Always a bridesmaid, never a bride: It's the story of my life. But the hairiest part of the story is that I am the only bridesmaid I know with a mustache.
That is why I was not surprised to find out that I recently finished second in the Robert Goulet Memorial Mustached American of the Year Contest.
This was the third time I have finished second in a national competition. The first was in 1990, when I was runner-up in the Curly Howard Sound-Alike Contest. Was I thrilled? Soitenly! Nyuk, nyuk, nyuk! The second was in 1998, when I was second in the pasta sauce division of the Newman's Own & Good Housekeeping Recipe Contest for a dish I called Zezima's Zesty Ziti Zinger. Paul Newman himself tried it and didn't have to be hospitalized. That he is currently deceased is merely a coincidence.

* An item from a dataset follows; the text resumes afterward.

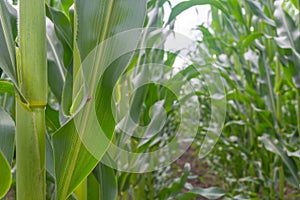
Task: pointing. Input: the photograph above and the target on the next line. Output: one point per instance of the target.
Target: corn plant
(255, 44)
(40, 61)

But the mustache contest was special because I not only was up against some stiff-upper-lipped competition, but because I lost by -- you guessed it -- a whisker.
The third annual Goulet Award competition -- sponsored by the American Mustache Institute ("Defending the rights of the Mustached American community since 1965") and named for the late mustachioed singer -- was the largest yet.
According to the AMI website, americanmustacheinstitute.org, there were more than 300 entrants this year. In addition to yours truly, the 19 finalists included such notables as Minnesota Twins pitcher Carl Pavano, TV personality Pat O'Brien, filmmaker Morgan Sperlock, North Dakota Gov. John Hoeven and Washington Post columnist Gene Weingarten.
I also was up against two inanimate objects: Paydirt Pete, a cartoon mascot, and Carstache, a mustache for cars.
Of the more than half-million online ballots cast, I got about 85,000 votes. For this unbelievable outpouring of support, I must thank my vast network of People With Too Much Time On Their Hands. My mother alone probably accounted for half of my total. I apologize to anyone who, as a result of constant computer clicking, has come down with RSI, which stands, of course, for Repetitive 'Stache Injury.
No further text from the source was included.